I still don’t know what to make of the observation that one candidate changes slowly up and quickly down, or even if that signal is real.  It does not seem to be based on any news items that I can tell, or even the release of really fun ads such as these two yesterday:








{8^D  heeeeheheheheheeeeeehehehehaaarrrharharharrrrr…



>…Most US polls show the race to be close, but Intrade prices suggest Obama has a huge advantage of 60% or more…


Hmmm, Gordon, do recognize that 60 cents on Intrade is not a huge advantage.  That is a tossup.  It corresponds to polls very close to the margin of error.  We seldom see an active meme that stays as well-balanced as this one has for as long as it has.



>…5) How do we explain 4)? Well, Intrade is an international market, headquartered in Ireland. Polls show that Europeans and most people in many foreign countries overwhelmingly support Obama over Romney. This might explain the Intrade bias toward Obama…

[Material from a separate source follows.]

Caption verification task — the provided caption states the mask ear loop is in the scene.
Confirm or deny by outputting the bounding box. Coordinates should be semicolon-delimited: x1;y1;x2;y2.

Ja perhaps, but I think most of the trading on this one is US-ian.  Also, the price is driven by what you think will happen rather than what you want to happen.  I suspect there is some price influence by wishing it so.  There is likely some price influence by the press as well, which overwhelmingly support Obama.  I don’t know what the press is saying in Europe, Africa, Asia and South America about this race.  Gary Johnson is getting almost no ink over here, damn.


>…6) If 5) is true, how do we exploit it? One could in principle short Obama. The contracts are in theory over-priced as a result of non-voters in Europe and other places…


No, me lad, betting on one or the other of the mainstreamers won’t make you much money, and it is risky.  What I have been studying is how to make money by stampeding the herd.  It sure looks to me like others have thought of this too, or are experimenting with it.

>…On the other hand, I really don't want to short Obama. <shrug>


The idea is to short both of the mainstream guys when their combined prices exceed a dollar, which is actually most of the time, then cover your shorts and go long on both during those periods when the combined prices drop below a dollar.  I expect that phenomenon is what causes the oddball signals, but I haven’t yet been able to figure out how those scripts work.

>…Right. It's hard to get excited about about hundreds. :)  -Gordon


It’s just a game Gordon, just a game.  


The whole exercise of voting might be just a game: we have no way of verifying our vote counted.  Our country is making exactly no moves to create more verifiable voting systems, we still have computerized non-auditable voting machines in some places, and the transparency of the system is actually decreasing rather than increasing in some ways:




In Wisconsin in 2008, a senator was elected by 316 votes in an election where they later discovered approximately 1100 ineligible voters, yet there is no means for undoing those votes, for they cannot be tracked or verified.  So the outcome stands.  That senator gave one party a super-majority, which allowed our health care system to be brutally overhauled without a single republican vote and without debate on the senate floor of an over 2000 page bill with enormous consequences.  This act is reverberating to this day.


There were ineligible voters in Florida in that crazy 2000 election as well, that one which chose (we think) W, but we cannot know for sure.  The invasion of Iraq might have been an enormous mistake, and might need to be cancelled, the whole thing, bring back Al Gore and all of Saddam Hussein’s people we can find, replay.


Failing that, we need completely auditable accountability in all elections, even at the expense of privacy.